Mit dem angefochtenen Bescheid vom 17. Oktober 1995 wies die belangte Behörde die Berufung des "Marian Nikolaus W, geb. xx.Mai.19yy", adressiert an die vorgenannte Anschrift, als "verspätet eingebracht" zurück.
In der Begründung dieses Bescheides stellte die belangte Behörde u.a. fest, es bestehe zwischen jener Person, die im Straferkenntnis vom 11. August 1995 als Adressat bezeichnet worden sei und jener Person, die die Berufung mittels Telefax bei der BH am 6. September 1995 eingebracht habe, Identität. Dies sei auch aus den Angaben im Berufungsschriftsatz, wonach die Lenkereigenschaft nicht bestritten worden sei, "in klarer Weise" abzuleiten. Der Umstand, daß die in der Zustellverfügung als Adressat des Straferkenntnisses genannte Person als "Dipl. Ing." bezeichnet worden sei, schade nicht, zumal diese Person durch Anführung des Geburtsdatums und der Zustelladresse "in klarer Weise" identifziert worden sei. Es sei daher "davon auszugehen", daß das Straferkenntnis gegen den Beschwerdeführer ordnungsgemäß ergangen sei und dieser Person auch die verfahrensgegenständliche Berufung zuzurechnen sei.

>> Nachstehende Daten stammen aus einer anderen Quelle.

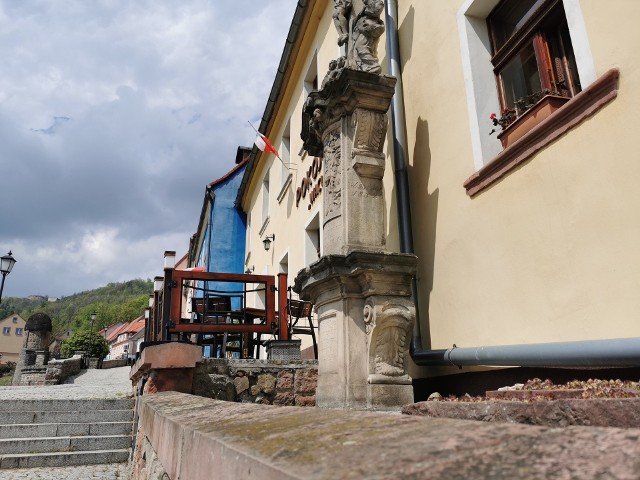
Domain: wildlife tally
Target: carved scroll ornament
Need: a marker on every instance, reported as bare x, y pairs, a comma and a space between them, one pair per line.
388, 327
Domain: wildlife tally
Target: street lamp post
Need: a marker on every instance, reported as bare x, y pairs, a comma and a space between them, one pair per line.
93, 319
6, 264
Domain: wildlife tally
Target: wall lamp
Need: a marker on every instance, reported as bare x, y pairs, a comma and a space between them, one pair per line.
6, 264
267, 241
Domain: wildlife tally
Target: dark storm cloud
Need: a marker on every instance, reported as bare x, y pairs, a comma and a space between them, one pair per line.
113, 117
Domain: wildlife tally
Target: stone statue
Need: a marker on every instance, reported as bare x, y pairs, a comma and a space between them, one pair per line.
341, 14
335, 69
366, 32
360, 35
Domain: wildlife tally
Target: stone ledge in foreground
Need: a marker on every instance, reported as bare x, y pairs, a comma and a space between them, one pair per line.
605, 412
194, 436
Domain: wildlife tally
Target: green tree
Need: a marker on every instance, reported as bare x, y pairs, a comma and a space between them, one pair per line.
90, 342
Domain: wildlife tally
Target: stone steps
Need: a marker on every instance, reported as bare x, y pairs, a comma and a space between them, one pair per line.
60, 432
35, 430
64, 459
9, 418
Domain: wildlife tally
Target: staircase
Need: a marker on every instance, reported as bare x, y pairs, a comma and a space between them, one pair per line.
54, 433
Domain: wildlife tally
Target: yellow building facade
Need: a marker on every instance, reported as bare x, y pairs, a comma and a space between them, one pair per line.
530, 243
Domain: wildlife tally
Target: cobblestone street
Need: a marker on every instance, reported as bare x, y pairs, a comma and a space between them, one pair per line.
89, 384
109, 383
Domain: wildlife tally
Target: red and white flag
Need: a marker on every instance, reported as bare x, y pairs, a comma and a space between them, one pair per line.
264, 144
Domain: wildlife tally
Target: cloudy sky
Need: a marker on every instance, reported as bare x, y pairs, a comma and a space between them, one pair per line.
114, 115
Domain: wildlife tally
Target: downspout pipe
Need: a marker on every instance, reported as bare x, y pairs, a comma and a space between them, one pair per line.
398, 121
624, 352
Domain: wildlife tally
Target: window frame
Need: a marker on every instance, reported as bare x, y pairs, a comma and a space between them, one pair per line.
545, 33
489, 159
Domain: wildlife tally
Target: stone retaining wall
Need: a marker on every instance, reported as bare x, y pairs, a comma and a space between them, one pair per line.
120, 362
269, 382
53, 373
183, 436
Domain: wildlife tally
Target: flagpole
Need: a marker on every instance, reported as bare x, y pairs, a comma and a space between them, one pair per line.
276, 152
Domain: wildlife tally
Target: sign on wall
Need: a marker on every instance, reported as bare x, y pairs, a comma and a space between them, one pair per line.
311, 184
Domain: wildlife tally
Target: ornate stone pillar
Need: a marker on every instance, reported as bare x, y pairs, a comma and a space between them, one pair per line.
35, 351
361, 292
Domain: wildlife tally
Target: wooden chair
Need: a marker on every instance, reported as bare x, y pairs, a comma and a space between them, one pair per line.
298, 309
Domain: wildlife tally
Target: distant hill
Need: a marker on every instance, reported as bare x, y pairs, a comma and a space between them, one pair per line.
112, 303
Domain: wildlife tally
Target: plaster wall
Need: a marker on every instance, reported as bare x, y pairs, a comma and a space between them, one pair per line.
547, 253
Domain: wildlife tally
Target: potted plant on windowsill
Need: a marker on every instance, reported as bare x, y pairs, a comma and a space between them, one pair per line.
528, 113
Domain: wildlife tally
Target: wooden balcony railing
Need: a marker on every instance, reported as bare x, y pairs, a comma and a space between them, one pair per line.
219, 303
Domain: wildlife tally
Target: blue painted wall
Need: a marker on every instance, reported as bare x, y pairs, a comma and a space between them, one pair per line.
223, 243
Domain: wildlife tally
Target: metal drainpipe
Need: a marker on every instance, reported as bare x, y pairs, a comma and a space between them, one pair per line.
594, 353
399, 159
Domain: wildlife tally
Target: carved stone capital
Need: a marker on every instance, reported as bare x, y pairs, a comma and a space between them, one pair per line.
349, 90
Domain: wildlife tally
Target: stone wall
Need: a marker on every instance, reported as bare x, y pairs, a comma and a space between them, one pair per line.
120, 362
53, 373
269, 382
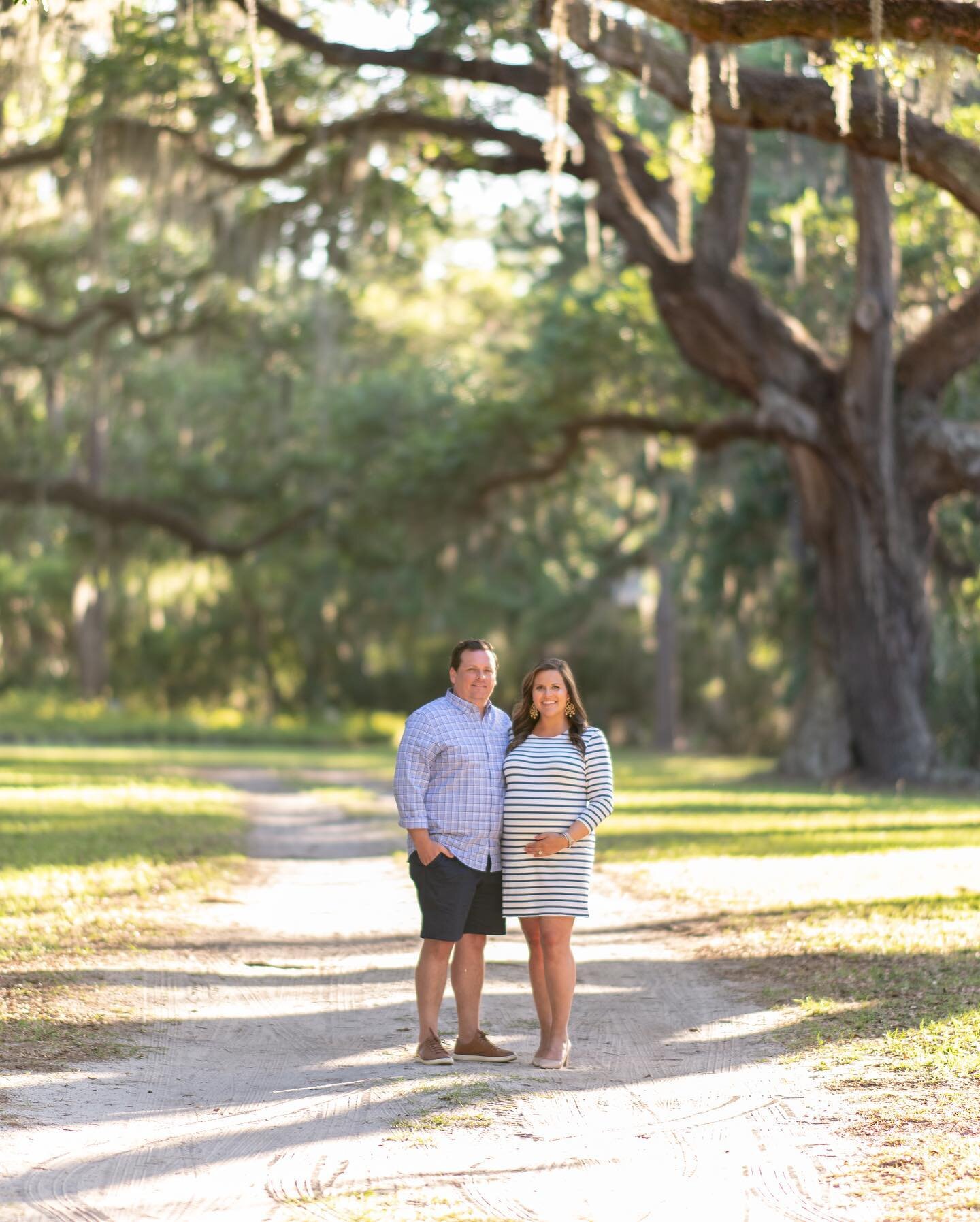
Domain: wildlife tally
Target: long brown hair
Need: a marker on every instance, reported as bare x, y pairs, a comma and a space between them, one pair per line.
523, 722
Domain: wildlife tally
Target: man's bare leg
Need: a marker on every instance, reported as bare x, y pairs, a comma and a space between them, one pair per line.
430, 983
467, 984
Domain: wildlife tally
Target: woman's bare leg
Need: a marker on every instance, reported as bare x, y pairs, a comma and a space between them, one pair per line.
532, 928
560, 980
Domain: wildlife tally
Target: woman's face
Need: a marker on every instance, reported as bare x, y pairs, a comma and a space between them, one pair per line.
549, 693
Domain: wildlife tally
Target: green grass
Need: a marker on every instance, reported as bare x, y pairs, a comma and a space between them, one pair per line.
688, 807
44, 718
95, 843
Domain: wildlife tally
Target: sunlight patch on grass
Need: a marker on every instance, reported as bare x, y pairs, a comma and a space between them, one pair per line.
92, 853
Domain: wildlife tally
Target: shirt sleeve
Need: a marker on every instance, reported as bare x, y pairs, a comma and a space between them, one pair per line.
413, 771
598, 781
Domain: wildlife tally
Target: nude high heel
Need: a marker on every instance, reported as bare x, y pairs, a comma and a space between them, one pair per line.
544, 1063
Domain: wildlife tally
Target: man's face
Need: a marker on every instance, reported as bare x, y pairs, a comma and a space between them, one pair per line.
476, 679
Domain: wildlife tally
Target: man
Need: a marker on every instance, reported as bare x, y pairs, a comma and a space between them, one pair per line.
448, 785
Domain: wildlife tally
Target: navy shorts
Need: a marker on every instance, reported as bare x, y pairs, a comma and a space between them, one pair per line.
457, 900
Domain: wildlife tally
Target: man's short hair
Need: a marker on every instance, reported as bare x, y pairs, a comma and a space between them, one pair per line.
459, 650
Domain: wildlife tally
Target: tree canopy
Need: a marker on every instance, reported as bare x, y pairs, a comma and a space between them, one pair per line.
731, 223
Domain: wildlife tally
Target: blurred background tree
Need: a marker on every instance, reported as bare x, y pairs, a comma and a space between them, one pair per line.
301, 384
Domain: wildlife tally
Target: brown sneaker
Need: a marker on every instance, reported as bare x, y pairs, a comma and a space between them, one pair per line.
480, 1049
430, 1051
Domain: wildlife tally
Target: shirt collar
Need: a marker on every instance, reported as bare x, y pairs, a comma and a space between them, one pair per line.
467, 707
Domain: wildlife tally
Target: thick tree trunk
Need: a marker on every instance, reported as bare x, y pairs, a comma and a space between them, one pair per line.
88, 617
665, 726
872, 608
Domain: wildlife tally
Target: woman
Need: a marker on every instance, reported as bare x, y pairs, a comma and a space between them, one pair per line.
559, 779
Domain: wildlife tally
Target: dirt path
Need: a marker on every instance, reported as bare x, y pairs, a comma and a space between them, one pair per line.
278, 1082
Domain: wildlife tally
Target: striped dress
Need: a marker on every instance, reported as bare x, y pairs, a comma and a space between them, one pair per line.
549, 787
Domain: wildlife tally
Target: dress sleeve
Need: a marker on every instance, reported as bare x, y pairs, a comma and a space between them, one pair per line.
413, 771
598, 780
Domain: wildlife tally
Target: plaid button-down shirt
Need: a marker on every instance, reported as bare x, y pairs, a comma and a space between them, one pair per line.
448, 777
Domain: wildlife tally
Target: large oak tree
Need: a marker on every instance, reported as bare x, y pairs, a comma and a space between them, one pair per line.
864, 434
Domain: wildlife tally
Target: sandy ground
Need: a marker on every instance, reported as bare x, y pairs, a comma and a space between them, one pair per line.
278, 1080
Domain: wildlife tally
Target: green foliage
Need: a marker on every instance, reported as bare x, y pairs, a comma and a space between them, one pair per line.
316, 336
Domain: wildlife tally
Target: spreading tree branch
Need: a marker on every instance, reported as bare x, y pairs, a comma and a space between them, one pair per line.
126, 510
779, 421
769, 101
946, 459
721, 226
758, 21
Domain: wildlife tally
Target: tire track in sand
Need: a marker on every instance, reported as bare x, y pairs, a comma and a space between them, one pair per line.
275, 1091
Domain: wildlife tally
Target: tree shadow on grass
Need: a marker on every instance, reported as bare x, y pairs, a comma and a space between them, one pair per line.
89, 836
622, 845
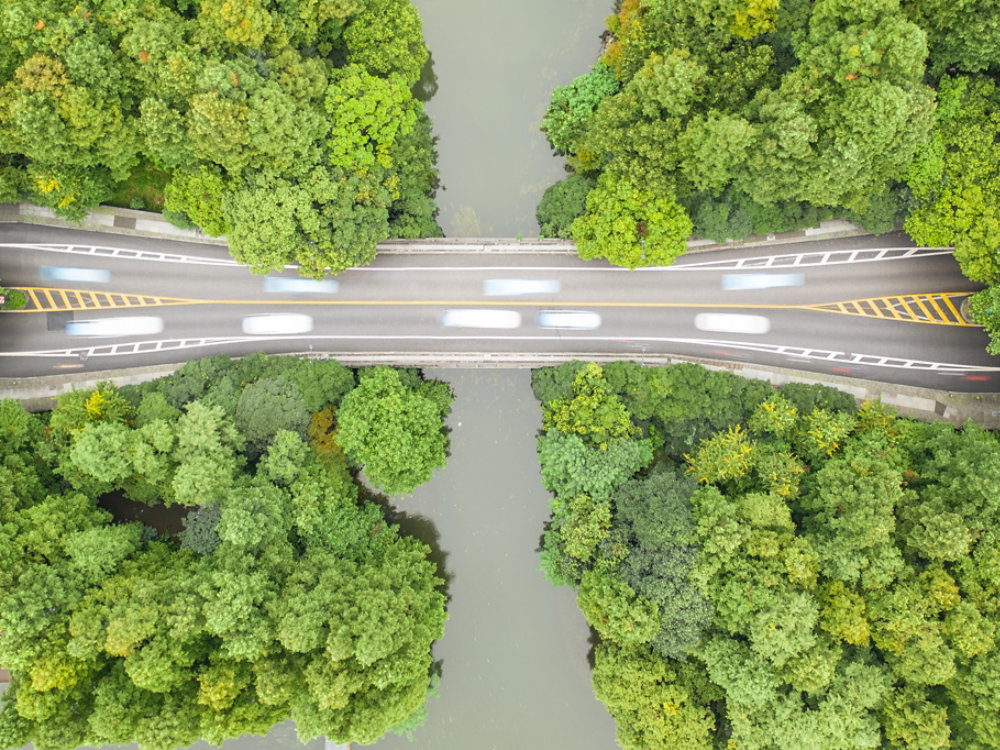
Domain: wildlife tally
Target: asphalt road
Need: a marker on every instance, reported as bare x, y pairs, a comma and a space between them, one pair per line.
868, 307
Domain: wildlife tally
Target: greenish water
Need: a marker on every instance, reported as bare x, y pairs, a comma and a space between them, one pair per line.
496, 65
514, 653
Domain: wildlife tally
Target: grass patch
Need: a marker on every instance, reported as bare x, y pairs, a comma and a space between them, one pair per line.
143, 189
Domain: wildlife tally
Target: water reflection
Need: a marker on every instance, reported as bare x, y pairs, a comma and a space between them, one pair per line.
424, 529
497, 64
426, 87
516, 648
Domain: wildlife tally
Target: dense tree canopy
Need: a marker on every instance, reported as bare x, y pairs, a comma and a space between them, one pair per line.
764, 116
288, 127
795, 573
285, 595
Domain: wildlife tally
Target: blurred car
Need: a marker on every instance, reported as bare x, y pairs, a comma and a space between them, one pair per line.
69, 273
476, 318
511, 287
740, 281
139, 325
579, 319
277, 324
285, 285
732, 323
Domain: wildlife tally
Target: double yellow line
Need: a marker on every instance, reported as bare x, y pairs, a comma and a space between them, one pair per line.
940, 308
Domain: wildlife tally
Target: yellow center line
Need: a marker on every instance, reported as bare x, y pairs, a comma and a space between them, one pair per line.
858, 307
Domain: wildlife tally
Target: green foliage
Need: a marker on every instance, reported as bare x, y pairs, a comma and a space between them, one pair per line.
266, 407
594, 412
630, 226
830, 580
224, 104
394, 429
286, 595
760, 116
562, 203
574, 104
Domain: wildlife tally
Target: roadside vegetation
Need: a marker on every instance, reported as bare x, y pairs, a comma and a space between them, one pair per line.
264, 583
724, 118
770, 568
288, 127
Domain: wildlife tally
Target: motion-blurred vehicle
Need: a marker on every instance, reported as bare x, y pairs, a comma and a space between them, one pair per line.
741, 281
512, 287
477, 318
578, 319
732, 323
139, 325
277, 324
70, 273
285, 285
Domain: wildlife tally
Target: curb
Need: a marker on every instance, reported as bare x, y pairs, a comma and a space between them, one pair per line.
926, 404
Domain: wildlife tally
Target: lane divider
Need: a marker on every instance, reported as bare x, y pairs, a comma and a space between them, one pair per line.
936, 308
52, 299
940, 308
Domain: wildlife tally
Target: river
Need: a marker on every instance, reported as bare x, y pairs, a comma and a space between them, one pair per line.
514, 653
514, 669
496, 64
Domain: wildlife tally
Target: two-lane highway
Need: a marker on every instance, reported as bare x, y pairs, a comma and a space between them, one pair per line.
867, 307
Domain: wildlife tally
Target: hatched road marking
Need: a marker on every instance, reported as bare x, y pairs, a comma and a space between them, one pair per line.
936, 308
49, 299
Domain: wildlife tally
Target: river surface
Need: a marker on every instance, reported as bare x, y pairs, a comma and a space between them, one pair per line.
513, 657
496, 64
514, 669
514, 653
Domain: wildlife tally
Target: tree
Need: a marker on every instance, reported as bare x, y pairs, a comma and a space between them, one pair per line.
287, 595
561, 203
266, 407
573, 105
630, 226
393, 429
234, 102
831, 582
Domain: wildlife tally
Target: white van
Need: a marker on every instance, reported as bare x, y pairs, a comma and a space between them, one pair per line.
511, 287
478, 318
276, 324
741, 281
732, 323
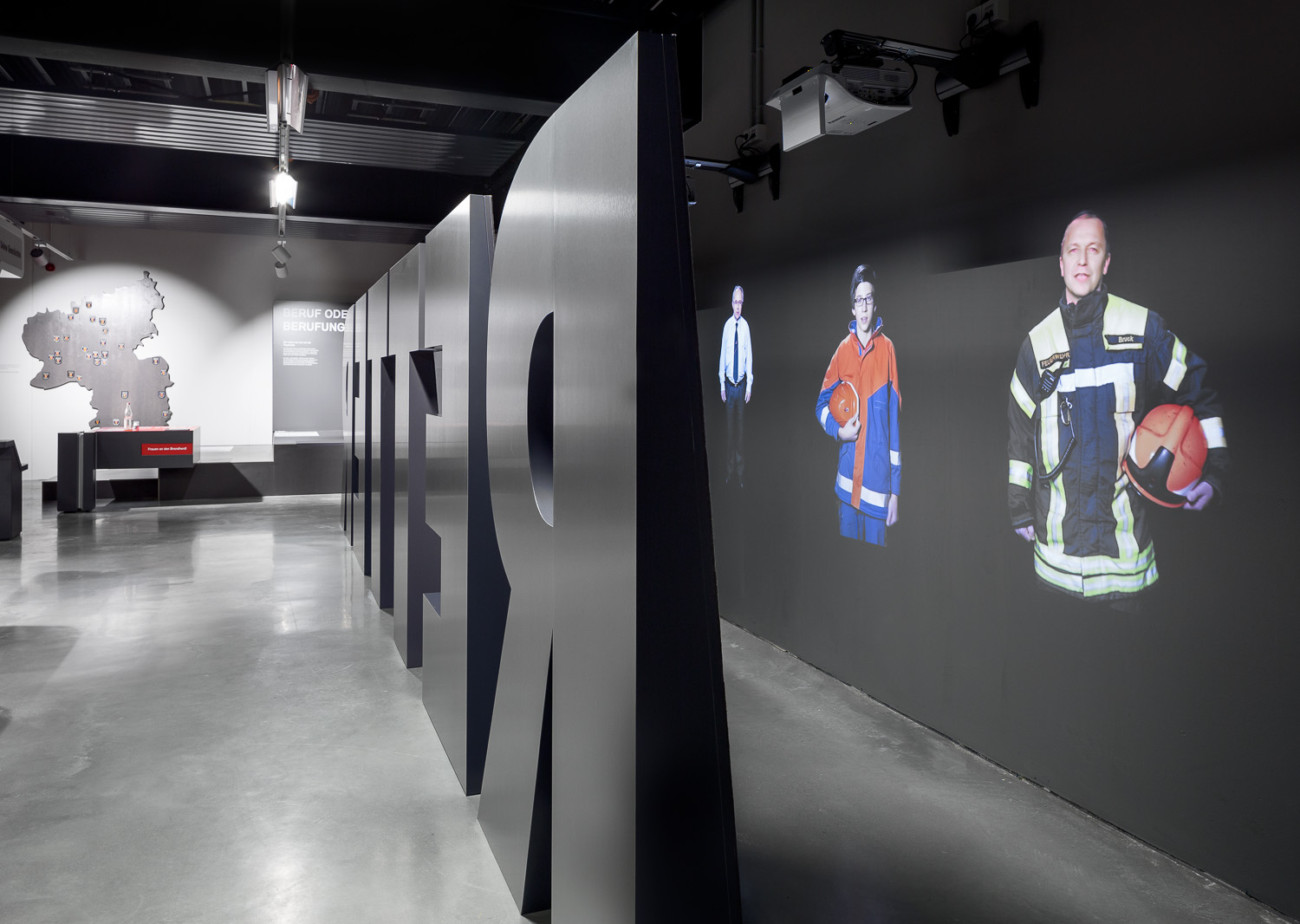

Doch selbst wenn eine andere Person als der Beschwerdeführer sich bei der Entgegennahme des Straferkenntnisses - allenfalls versehentlich - als "Empfänger" bezeichnet haben sollte, läge offensichtlich eine den Bestimmungen des Zustellgesetzes entsprechende Ersatzzustellung (§ 16 Zustellgesetz) vor, was bedeute, daß auch in diesem Fall das Straferkenntnis "grundsätzlich als ordnungsgemäß zugestellt" gelte. Der Beschwerdeführer habe "trotz Aufforderung" keinerlei Angaben darüber getätigt, daß "eine allenfalls unzulässige Ersatzzustellung" im Sinne des § 16 Abs. 5 Zustellgesetz vorliege. Die belangte Behörde beruft sich in diesem Zusammenhang insbesondere auf die den Beschwerdeführer im Strafverfahren treffende Mitwirkungspflicht bei der Ermittlung des maßgebenden Sachverhalts. Da die am 6. September 1995 eingebrachte Berufung nach Ablauf der zweiwöchigen Berufungsfrist eingelangt sei, sei die Berufung zurückzuweisen gewesen.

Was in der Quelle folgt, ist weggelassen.